Vandervell v IRC [1967] 2 AC 291 (HOL)
Facts: Bank held shares as trustee for V (who controlled the company). V wanted to make a tax effective donation to Royal College of Surgeons (RCS). V orally directed that Bank transfer absolute ownership of shares to RCS, who became registered, therefore legal owners. RCS granted an option to repurchase the shares to a trustee company controlled by V. While RCS owned the shares, the directors declared and paid a large dividend. Then V’s trustee company exercised the option to repurchase the shares.

Issue: Could the IRC nevertheless tax V on the dividend income from the shares, on the basis that V had never effectively alienated his equitable interest in the shares by a written disposition? (Although there was no doubt
that RCS was the legal owner when they became registered).

Held: V could not be taxed on the dividend income since V divested his interest and RCS was the absolute owner of the shares. There is no justification for invoking s23(1)(c) ‘where the beneficial owner wants to deal with the legal estate as well as the equitable estate’ and is in position to direct the trustee to do so. No more than a transfer of the legal estate is required, the equitable title follows the legal title and therefore there is no need for writing to clarify that both legal and equitable interests were transferred (i.e. the greater includes the less). Here the transfer was effective.

When V handed the documents to RCS, he was in a position to be the legal owner of the shares. When he transferred the gift, he put RCS in a position to become the legal owner (i.e. did everything he must do).

In summary: If X, being absolutely beneficially entitled to property, orally directs Y, the legal owner, to transfer it to Z, with the intention that Z should become the beneficial and legal owner, and Y does so, then Z becomes the beneficial owner. Presumably, if the transaction is voluntary, X can revoke his direction at any time before it is carried out.

Parker and Parker v Ledsham [1988] WAR 32
Facts: Mrs N gave trustees a direction to pay money from her deceased husband’s estate to named persons in a written note, but she died before the money was paid. Was her attempt to assign the property effective?

Held: No effective assignment. Her instructions were a revocable direction, automatically revoked as a matter of law on her death.

(iv) Equitable interests and Conveyancing Act s 12

FCT v Everett (1979) 143 CLR 440 (HCA)
Facts: A partner voluntarily assigned part of his interest in a partnership to his wife. The assignment was in writing (deed) and notice was given to the other partners.
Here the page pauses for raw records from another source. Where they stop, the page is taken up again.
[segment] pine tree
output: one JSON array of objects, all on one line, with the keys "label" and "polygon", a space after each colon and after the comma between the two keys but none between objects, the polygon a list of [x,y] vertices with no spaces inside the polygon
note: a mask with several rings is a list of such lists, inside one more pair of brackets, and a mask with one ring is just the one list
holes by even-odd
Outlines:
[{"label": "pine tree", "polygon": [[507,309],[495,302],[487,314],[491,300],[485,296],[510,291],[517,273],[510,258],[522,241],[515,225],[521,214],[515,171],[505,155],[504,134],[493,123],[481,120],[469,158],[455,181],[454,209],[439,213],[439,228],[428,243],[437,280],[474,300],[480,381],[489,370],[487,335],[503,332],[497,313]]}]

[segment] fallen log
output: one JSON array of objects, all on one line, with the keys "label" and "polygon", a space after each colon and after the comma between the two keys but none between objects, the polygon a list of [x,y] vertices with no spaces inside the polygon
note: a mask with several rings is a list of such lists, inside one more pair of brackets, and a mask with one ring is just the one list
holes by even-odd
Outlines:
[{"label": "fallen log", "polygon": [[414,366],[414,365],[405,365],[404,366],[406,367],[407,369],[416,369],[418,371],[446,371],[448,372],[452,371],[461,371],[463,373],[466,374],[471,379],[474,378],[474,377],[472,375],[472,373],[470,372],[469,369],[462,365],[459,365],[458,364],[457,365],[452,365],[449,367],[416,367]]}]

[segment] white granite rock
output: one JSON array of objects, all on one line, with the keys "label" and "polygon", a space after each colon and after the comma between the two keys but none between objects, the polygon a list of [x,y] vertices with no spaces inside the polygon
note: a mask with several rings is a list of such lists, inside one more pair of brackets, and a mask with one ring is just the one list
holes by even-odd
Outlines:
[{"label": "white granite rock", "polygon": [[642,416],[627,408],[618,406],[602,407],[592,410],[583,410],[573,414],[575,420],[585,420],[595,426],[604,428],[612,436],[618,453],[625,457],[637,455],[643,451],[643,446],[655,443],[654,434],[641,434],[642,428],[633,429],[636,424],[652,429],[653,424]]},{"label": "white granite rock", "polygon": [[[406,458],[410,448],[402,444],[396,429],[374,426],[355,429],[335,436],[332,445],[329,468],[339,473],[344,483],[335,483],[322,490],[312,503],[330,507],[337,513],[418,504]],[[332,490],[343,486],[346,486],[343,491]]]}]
FCT tried to tax him on income received from the partnership.

Held: HCA did not have to decide whether this assignment complied with s12, because s12 applies only to ‘absolute assignments’ and not part of an equitable chose in action.
Dicta: Even if s12 was applicable here, the assignment complied with it because there was writing and notice.
“A partner’s interest in the partnership is a chose in action assignable in whole or in part . . .[T]hough the interest of a partner is an equitable interest, it may be assigned under section 12 of the Conveyancing Act 1919 (NSW) . . . The interest, being a chose in action, falls within the expression ‘debt or other legal chose in action’, because the section, in providing that notice shall be given to a trustee ‘as a person liable in respect of such debt or other legal chose in action’, appears to contemplate the assignment by a beneficiary of an equitable chose in action against a trustee. . . The expression ‘legal chose in action’ may be read as ‘lawfully assignable chose in action’.” (per Barwick CJ, Stephen, Mason & Wilson JJ.)
- i.e. s12 does apply to equitable choses in action as well since s12 mentions notice given to “the debtor, trustee or other person…”

•    What kind of interest was assigned? (A partnership interest is “sui generis” i.e. a particular type of equitable interest)
•    Is compliance with s 12 mandatory to effectively assign this type of interest? No, s12 is not mandatory for an equitable chose in action but it can be used.

(Note: Changes to income tax law, including the introduction of capital gains tax, means that an Everett scheme is no longer popular.)